You should know that double is the normal floating-point type, and float is half sized and should only be used where you really need to save the space.

Your program is mostly dealing with reading input, which is not the problem you came to solve! A real utility program would take command line arguments, not prompt the user to type things. That is, you might issue the command prompt> ./quadform 34 -18.2 87 No retries to worry about; just an error if the args don't parse properly.

You should put the real work in a function, not directly in main. Then you can call it from testing code with built-in values that runs automatically. Right now you have to re-type all your tests every time you re-test after a change! Put the input and output in separate functions too.

Don't use in/out parameters. Your set_number_from_stdin has a perfectly good return value that's not even being used, so why is it functioning by changing the parameter?

Declare variables where you need them, not all at the top. This has been the standard in C for over twenty years now.

E.g. const double delta = b * b - 4 * a * c;

Answer 5

Result

Thank you all for your answers. :) I think I've come to a really satisfactory result to me. I've learned a lot. In this stadium I think I'm done with this program unless there's some bug I don't know about (may be, if I know myself).

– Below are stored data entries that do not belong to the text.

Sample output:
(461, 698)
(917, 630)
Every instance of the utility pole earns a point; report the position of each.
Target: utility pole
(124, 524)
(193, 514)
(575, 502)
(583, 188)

Rewrote the original program to making it a running script instead of reading the result from stdin. Used struct to organise my result.

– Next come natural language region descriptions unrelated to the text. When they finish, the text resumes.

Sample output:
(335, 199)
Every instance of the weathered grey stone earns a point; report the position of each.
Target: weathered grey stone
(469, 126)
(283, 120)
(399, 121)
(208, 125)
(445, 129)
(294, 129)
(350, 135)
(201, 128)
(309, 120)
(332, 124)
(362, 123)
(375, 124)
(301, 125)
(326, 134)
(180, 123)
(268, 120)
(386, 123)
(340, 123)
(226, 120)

It was fun to me to write it and I hope you have honed your C/C++ skills, too. :) Thank you all for your answers once again! You guys are absolute chads.

Source code

#include <stdio.h>
#include <ctype.h>
#include <math.h>
#include <stdlib.h>

double string_to_double(char* str)
{
    double returned_float;
    char *endptr;

    returned_float = strtod(str, &endptr);

    if (str == endptr)
    {
        printf("error: Enter parameters in as digits.\n");
        exit(1);
    }

    // prevent junk at the end
    if (*endptr != 0)
    {
        printf("error: Enter parameters as only digits.\n");
        exit(1);
    }

    return returned_float;
}

typedef struct Roots
{
    int     n;
    double  roots[2];
} Roots;

Roots find_zero_places(double a, double b, double c)
{
    const double DELTA = b * b - 4 * a * c;
    printf("The discriminator: %.1f\n", DELTA);

    Roots root_result;
    
    if (DELTA > 0)
    {
        const double DELTA_SQRT = sqrt(DELTA);

        root_result.n = 2;
        root_result.roots[0] = ( -b + DELTA_SQRT ) / ( 2.0f * a );
        root_result.roots[1] = ( -b - DELTA_SQRT ) / ( 2.0f * a) ;
    }
    else if (DELTA == 0)
    {
        root_result.n = 1;
        root_result.roots[0] = -b / (2.0f * a);
    }
    else
    {
        root_result.n = 0;
    }

    return root_result;
}

void print_results(Roots *root_results)
{
    if (root_results->n == 0)
    {
        printf("Zero places are not in the set of real numbers.\n");
    }
    else
    {
        printf("Zero place(s): ");

        for (int i = 0; i < root_results->n; i++)
        {
            if (i != 0)
                printf(", ");

            printf("%.1f", root_results->roots[i]);
        }

        printf("\n");
    }
}

int main(int argc, char *argv[])
{
    double a, b, c;

    if (argc < 4)
    {
        printf("Please enter a, b and c parameter.\n");
        exit(1);
    }
    else
    {
        if (argv[1])
        {
            a = string_to_double(argv[1]);

            if (a == 0)
            {
                printf("When a = 0 the function is not quadratic.\n");
                exit(1);
            }
        }
        if (argv[2])
            b = string_to_double(argv[2]);
        if (argv[3])
            c = string_to_double(argv[3]);

        Roots root_results = find_zero_places(a, b, c);
        print_results(&root_results);
    }
}